When exploratory testing fits
You can use exploratory testing at any time when you have access to experienced, skilled testers. In some situations, however, it fits exceptionally well.
If the requirements and other documents that form the basis for the tests are incomplete or change frequently, it can be difficult or near to impossible to write traditional test cases. In such situations, an experienced tester who is familiar with the system can still do a good job using exploratory testing principles.
Similarly, if you’re on a very tight schedule, exploratory testing will help you quickly get started with test execution, thus allowing you to provide early bug reports and give feedback to the developers faster.
It is also a fact that systems tend to build up an immunity to test cases. By testing a system with the same set of test cases again and again, you will “wear out” the test cases, and consequently the team will find fewer and fewer errors with them. When this happens, exploratory testing is a good technique to use in order to find new approaches.
Exploratory testing is also suitable for installation tests (tests of a newly-installed system) in order to quickly check if the system is sufficiently stable so you know that it’s worthwhile to continue testing. When you do daily builds and daily tests, you can use exploratory testing before you start testing with test cases.
Benefits of exploratory testing
There are several benefits to exploratory testing: you spend less time on preparation, and get started with test execution more quickly. This means you can report defects back to the development team sooner, and hopefully you’ll find the serious defects faster. Exploratory testing gives you plenty of opportunities to adapt and improve work processes, once you’ve gotten to know the system and its weaknesses. You can then shift your focus to areas where there seem to be more problems, and the testers’ work will be more fun and stimulating. When you repeat exploratory testing, you won’t execute test cases in exactly the same way, thus increasing the chance that you’ll find new errors. This will also prevent the system from growing immune to the tired, old test cases.

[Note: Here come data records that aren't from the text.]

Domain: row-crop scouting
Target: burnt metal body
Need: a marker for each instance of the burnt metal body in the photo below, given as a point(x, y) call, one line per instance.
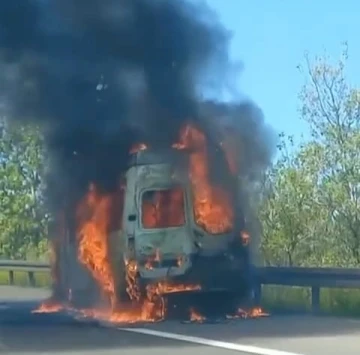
point(216, 262)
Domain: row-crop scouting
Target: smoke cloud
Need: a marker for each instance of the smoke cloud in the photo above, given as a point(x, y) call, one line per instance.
point(101, 75)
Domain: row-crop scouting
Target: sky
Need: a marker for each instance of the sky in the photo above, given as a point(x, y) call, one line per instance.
point(271, 37)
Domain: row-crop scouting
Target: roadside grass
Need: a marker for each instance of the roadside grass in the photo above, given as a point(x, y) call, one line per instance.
point(42, 279)
point(340, 302)
point(336, 301)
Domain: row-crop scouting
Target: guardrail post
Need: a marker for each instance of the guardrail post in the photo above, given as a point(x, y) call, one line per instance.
point(11, 277)
point(31, 278)
point(315, 299)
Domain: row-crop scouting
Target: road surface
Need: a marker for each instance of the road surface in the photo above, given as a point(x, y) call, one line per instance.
point(26, 333)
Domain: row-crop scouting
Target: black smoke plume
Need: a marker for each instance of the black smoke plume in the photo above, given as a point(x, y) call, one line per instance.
point(101, 75)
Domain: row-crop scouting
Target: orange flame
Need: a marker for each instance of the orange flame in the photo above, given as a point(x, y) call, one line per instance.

Disadvantages of exploratory testing
Of course there are also some drawbacks to the Exploratory Testing approach. It is harder (although certainly not impossible) to keep track of what the team has tested. It’s important to stay well-organized when using exploratory testing, thus making the test manager’s role very important indeed.
Exploratory testing also places greater demands on the tester’s expertise, experience and skills than scripted testing does. The technique demands that the tester understands the system well, which, of course, is also a natural consequence of exploration. An experienced test leader can lead less experienced testers through exploratory testing, but it is often a very tough job. Inexperienced testers often seek much support when they are in doubt.
When you repeat exploratory testing, the test cases won’t be performed in exactly the same way, which can make it more difficult to reproduce the steps that led to an error, and more difficult to verify that the bugs have really been fixed. During regression testing it is usually considered that the test cases should be performed in the same way all the time without alterations. If possible, create automated tests for regression testing and use exploratory testing when it is better to be creative.
Another disadvantage is that you don’t write test cases and review them in advance, so you don’t have the opportunity to spot conflicting requirements during test design, or to prevent faulty solutions from being implemented or to find faulty test cases
And finally, always remember that there’s no sure-fire recipe for success in every organization, so you should analyze and evaluate what works best in your business.